Hashimi joins only two other doctors who claim the specialty in Mobile and Baldwin counties, while the majority are clustered in Birmingham and Huntsville with a handful scattered in Tuscaloosa, Slocomb, Coy, Killen and Prattville.
Hashimi said she considered franchise opportunities with established companies such as Boca Raton, Fla.-based MDVIP – which account for at least 12 of Alabama’s practicing concierge physicians in Birmingham and Huntsville – but opted instead to remain independent.
“Mobile just has an excellent supply of healthcare resources and business support, and I really wanted to keep my operations local. I feel like my company is a good example of a new small business,” she said.
For the cost of a daily frappuccino
Above all, Hashimi said concierge medicine is gaining traction nationwide because what was once billed as a luxury afforded only elite corporate executives and other upper echelon patients has evolved into a retainer-based system that – on average – translates to no more than $5 per day for coverage.
“It did start originally as executive medicine and executive physicals, and part of that was because the corporations were footing the bill and wanted to keep (their executives) healthy and working, but over the past 10 to 15 years, the typical patient has changed,” she said.
Hashimi said she personally sees three trends among her most prevalent patients:
- A more informed, involved patient who wants to analyze the data, look at their results and understand the medical decision process. “You just don’t get that with a 10-minute office visit, and these are regular, everyday people who want to be more involved in their care,” she said.
- Patients with health issues that require more complicated care and more time. “These patients realize the cost of a concierge physician is an investment on a personal level.
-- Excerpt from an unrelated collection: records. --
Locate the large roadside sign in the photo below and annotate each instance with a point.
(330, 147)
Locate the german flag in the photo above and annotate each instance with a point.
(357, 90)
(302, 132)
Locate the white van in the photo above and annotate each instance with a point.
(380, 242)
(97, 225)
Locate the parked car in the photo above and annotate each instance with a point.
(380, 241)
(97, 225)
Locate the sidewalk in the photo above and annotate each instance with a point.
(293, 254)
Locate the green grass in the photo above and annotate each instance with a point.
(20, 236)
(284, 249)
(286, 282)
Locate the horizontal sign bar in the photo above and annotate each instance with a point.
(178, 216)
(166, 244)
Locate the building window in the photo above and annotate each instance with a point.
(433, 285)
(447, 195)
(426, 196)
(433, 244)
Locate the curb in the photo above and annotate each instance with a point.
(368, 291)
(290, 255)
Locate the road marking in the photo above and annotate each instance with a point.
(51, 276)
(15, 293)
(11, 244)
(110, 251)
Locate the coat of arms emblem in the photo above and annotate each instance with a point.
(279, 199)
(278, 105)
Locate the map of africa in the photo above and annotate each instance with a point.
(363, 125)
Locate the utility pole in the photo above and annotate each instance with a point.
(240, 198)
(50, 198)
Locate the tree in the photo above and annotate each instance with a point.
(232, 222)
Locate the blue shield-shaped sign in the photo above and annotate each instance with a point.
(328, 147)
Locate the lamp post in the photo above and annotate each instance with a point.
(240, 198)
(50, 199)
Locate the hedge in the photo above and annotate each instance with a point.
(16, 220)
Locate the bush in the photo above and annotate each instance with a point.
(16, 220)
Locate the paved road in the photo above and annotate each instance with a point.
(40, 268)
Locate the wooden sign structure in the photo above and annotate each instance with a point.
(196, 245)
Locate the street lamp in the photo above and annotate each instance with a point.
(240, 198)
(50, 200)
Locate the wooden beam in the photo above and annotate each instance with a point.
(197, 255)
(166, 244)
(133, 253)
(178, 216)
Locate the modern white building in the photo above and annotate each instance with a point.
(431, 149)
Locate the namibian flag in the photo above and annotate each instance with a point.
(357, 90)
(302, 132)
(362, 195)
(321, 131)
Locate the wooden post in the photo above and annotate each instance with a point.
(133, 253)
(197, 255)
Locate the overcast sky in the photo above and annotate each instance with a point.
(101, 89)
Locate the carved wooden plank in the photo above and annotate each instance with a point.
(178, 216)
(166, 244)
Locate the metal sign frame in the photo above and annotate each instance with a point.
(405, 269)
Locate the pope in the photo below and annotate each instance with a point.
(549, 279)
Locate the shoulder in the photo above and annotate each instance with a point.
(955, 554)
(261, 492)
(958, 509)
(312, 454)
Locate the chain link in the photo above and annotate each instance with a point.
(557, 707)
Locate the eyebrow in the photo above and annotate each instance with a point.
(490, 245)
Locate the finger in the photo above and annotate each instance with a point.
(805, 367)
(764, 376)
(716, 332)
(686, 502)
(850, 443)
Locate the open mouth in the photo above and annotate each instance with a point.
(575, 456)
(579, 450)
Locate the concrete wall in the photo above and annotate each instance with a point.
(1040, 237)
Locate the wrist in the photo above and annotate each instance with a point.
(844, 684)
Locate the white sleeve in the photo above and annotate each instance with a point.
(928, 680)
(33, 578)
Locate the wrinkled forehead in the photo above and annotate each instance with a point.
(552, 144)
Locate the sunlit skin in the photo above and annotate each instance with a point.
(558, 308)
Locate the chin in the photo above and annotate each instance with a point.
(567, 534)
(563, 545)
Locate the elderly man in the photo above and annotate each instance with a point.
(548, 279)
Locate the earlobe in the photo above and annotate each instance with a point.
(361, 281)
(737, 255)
It’s about relationships and the average person realizing there’s a value in this model you don’t get with the traditional herd-em-in, herd-em-out mentality,” she said.
- Executives, business owners, professionals and people who just want the convenience of no waiting and direct access.
Expanding options
So what exactly does Hashimi’s $1,500 per person or $2,700 per couple annual fee provide?
“Membership gets you in the door. For me, it’s pretty much inclusive of everything except for labs, diagnostic tests or if you need to see a specialist or have surgery. The fee covers things like telephone calls and emails – I’m the one answering the phone – but it also covers extras. I also do medical research, detailed health-needs assessments and lifestyle coaching,” she said.
“I just feel like patients have a right to spend their medical care dollars in a way that restores a little control over the care they receive. It’s about choice, and it’s very important to me that people in Mobile have an additional choice for a healthcare option.”